De aanval komt te midden van oplopende spanningen tussen Israël en Iran.
Ten minste drie mensen zijn gestorven nadat zaterdag een Iraanse tanker werd aangevallen voor de kust van Syrië. De eerste aanval in zijn soort sinds de oorlog tien jaar geleden begon, zei een oorlogsmonitor.
“Minstens drie Syriërs kwamen om, waaronder twee bemanningsleden” bij de aanval die brand veroorzaakte, zei Rami Abdel Rahman, hoofd van het in Groot-Brittannië gevestigde Syrian Observatory for Human Rights.
Het was niet duidelijk wie de aanval heeft uitgevoerd, zei de oorlogsmonitor.
“We weten niet of dit een Israëlische aanval was”, vertelde Abdel Rahman aan AFP, eraan toevoegend dat “de Iraanse tanker uit Iran kwam en niet ver van de haven van Banias was”.
Het was ook niet duidelijk of een drone of een raket werd gebruikt bij de aanval, zei het observatorium.

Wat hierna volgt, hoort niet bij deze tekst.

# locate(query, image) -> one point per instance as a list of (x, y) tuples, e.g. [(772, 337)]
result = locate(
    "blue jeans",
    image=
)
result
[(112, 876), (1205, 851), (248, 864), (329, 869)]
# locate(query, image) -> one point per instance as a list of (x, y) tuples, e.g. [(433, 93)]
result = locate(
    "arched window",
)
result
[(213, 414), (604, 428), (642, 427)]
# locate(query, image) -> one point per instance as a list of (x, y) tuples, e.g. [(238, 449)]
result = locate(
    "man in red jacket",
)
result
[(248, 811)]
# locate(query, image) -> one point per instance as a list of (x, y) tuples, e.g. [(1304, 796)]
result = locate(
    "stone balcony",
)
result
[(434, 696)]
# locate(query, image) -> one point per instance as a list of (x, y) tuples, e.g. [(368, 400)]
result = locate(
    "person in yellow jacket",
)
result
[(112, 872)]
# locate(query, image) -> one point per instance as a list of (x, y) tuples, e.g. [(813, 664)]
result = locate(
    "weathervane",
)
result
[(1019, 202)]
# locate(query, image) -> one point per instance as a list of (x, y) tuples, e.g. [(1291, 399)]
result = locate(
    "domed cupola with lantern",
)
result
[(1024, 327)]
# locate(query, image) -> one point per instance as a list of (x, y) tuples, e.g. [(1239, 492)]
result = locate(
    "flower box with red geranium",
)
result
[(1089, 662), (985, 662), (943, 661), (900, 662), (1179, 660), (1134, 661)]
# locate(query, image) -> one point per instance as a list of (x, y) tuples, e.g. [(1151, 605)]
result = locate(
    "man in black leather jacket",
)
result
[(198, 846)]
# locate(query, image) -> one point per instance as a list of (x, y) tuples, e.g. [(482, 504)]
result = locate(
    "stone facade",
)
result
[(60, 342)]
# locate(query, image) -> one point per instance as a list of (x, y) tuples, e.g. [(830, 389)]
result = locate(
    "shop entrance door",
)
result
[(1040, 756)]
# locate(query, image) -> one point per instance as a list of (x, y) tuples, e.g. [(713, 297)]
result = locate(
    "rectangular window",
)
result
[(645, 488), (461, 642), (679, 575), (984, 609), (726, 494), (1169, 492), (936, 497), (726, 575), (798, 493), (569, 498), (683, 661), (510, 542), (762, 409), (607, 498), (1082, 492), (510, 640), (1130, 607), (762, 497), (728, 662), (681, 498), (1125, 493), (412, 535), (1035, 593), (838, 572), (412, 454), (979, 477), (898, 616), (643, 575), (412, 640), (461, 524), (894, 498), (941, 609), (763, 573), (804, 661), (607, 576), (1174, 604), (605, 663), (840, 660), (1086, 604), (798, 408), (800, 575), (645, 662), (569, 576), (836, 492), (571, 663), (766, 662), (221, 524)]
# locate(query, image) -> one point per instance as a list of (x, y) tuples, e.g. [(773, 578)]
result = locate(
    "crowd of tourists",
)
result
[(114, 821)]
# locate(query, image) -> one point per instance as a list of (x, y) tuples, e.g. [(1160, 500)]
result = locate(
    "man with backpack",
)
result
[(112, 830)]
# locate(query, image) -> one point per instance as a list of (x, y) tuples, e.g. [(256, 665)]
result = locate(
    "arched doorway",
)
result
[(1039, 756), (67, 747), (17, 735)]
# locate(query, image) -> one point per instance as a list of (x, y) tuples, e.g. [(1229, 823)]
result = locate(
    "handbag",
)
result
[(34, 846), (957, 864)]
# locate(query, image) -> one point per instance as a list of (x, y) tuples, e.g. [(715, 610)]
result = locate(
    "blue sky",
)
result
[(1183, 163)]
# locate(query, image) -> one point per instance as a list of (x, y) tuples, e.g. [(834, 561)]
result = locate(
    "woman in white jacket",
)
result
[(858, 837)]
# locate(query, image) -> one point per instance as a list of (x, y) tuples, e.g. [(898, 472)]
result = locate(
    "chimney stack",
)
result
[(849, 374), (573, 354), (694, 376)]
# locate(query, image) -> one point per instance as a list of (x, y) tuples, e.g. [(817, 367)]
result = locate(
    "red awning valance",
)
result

Staatspersbureau SANA citeert het olieministerie en zei dat de brand uitbrak na “een aanval van een drone uit de richting van de Libanese wateren”. De vlammen werden later gedoofd.
In een vorige maand gepubliceerde rapport waarin ambtenaren van de VS en het Midden-Oosten werden aangehaald, zei de Wall Street Journal dat Israël zich sinds eind 2019 ten minste op een dozijn schepen had gericht nabij Syrië die voornamelijk Iraanse olie vervoerde.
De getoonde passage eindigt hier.